This paper deals with tests for detecting conditional heteroskedasticity in ARCH-M models using three kinds of methods: neural networks techniques, bootstrap methods and both combined.As regards the ARCH models, Péguin-Feissolle (2000) developed tests based on the modelling techniques with neural network. However, as regards the ARCH-M models, a nuisance parameter is not identified and the tests are not applicable. To solve this problem, we propose to adapt these neural tests to Davies procedure (1987) leading to new tests. The performance of these latter tests are compared with those of Bera and Ra test (1995).However, Bera and Ra test has not really satisfactory performance and suffer from serious size distortion. Our neural test will have the same problem.
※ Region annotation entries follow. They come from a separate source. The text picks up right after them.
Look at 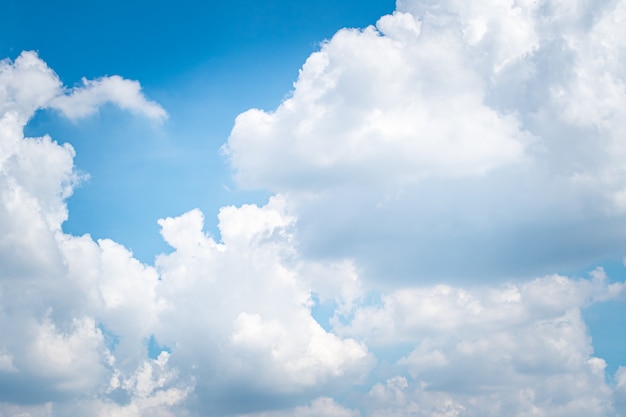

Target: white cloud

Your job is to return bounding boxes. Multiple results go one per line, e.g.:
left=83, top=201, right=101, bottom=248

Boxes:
left=50, top=75, right=167, bottom=120
left=0, top=0, right=626, bottom=417
left=224, top=0, right=626, bottom=282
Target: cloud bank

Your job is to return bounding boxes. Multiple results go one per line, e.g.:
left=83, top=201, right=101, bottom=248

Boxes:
left=0, top=0, right=626, bottom=417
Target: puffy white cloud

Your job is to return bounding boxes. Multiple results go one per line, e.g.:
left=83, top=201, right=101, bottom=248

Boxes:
left=0, top=48, right=372, bottom=416
left=224, top=0, right=626, bottom=282
left=0, top=0, right=626, bottom=417
left=50, top=75, right=167, bottom=120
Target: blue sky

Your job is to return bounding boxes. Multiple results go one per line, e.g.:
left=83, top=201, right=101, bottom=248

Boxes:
left=0, top=0, right=626, bottom=417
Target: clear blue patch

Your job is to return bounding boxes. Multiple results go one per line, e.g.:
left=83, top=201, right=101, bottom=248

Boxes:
left=574, top=260, right=626, bottom=379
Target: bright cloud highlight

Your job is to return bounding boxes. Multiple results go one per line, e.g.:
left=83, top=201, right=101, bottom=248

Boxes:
left=0, top=0, right=626, bottom=417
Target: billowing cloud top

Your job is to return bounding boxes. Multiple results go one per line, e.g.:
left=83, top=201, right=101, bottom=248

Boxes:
left=0, top=0, right=626, bottom=417
left=224, top=1, right=626, bottom=280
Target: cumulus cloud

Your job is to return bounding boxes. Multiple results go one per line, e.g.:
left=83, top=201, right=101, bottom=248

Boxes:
left=0, top=53, right=373, bottom=416
left=224, top=0, right=626, bottom=281
left=0, top=0, right=626, bottom=417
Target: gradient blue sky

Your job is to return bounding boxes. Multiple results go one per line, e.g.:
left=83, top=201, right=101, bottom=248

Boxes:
left=0, top=0, right=626, bottom=417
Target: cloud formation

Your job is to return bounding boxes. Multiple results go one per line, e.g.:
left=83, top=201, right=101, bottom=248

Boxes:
left=0, top=0, right=626, bottom=417
left=224, top=1, right=626, bottom=281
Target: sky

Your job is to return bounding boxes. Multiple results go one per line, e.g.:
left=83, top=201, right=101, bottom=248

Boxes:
left=0, top=0, right=626, bottom=417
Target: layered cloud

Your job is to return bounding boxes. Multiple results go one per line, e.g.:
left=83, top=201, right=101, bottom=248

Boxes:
left=0, top=0, right=626, bottom=417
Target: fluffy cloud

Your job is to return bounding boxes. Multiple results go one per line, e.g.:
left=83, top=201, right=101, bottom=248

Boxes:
left=224, top=0, right=626, bottom=282
left=0, top=53, right=372, bottom=416
left=0, top=0, right=626, bottom=417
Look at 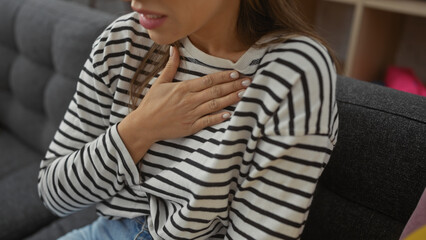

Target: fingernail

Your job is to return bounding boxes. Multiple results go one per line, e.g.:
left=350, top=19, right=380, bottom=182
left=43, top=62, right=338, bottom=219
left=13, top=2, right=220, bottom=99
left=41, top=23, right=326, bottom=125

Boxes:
left=238, top=90, right=245, bottom=98
left=229, top=72, right=239, bottom=79
left=169, top=46, right=174, bottom=57
left=241, top=79, right=251, bottom=87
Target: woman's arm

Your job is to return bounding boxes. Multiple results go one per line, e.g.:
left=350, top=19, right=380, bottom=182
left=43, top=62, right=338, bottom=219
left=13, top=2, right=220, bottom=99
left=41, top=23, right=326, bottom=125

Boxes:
left=38, top=42, right=247, bottom=216
left=226, top=38, right=338, bottom=239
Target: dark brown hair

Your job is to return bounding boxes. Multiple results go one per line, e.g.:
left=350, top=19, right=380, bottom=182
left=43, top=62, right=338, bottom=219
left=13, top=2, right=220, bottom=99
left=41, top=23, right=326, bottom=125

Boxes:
left=130, top=0, right=337, bottom=109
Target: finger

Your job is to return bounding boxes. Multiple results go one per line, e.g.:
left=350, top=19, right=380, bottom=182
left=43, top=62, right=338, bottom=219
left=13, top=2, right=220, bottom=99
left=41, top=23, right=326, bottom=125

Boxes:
left=155, top=46, right=180, bottom=84
left=194, top=90, right=245, bottom=116
left=185, top=70, right=240, bottom=92
left=194, top=78, right=251, bottom=103
left=192, top=112, right=231, bottom=133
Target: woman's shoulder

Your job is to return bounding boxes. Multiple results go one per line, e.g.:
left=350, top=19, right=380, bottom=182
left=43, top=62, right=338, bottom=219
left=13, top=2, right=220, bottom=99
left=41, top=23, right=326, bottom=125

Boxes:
left=258, top=35, right=334, bottom=72
left=92, top=12, right=153, bottom=60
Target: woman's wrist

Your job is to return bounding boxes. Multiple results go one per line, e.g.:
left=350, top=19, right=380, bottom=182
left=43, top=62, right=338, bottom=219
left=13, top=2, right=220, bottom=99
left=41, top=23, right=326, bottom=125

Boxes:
left=117, top=114, right=155, bottom=164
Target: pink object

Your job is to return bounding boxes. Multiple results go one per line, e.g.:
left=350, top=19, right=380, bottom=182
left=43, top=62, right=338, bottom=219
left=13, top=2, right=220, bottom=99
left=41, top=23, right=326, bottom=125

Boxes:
left=385, top=67, right=426, bottom=97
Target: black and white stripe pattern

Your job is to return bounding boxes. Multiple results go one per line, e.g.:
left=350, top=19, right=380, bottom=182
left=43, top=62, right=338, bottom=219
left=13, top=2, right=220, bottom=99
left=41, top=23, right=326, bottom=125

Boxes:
left=39, top=11, right=338, bottom=239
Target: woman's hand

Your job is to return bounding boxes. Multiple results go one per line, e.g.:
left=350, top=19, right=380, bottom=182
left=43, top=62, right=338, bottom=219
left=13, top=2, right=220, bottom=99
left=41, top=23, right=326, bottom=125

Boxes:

To solve this second problem, without loss of power, we apply parametric and nonparametric bootstrap methods on the underlying test statistics.Lastly, to examine the size and the power properties of the tests in small samples, Monte Carlo simulations are carried out with various standard and non-standard models for conditional heteroskedasticity as to illustrate a variety of situations. In addition, the graphical presentation of Davidson and MacKinnon (1998a) is used to show the "true" power of the tests and not only the (nominal) power, as it is often the case, that can be meaningless.

Suggested Citation

  • Christian de Peretti & Carole Siani, 2004. "Neural Tests for Conditional Heteroskedasticity in ARCH-M Models," Post-Print hal-04875628, HAL.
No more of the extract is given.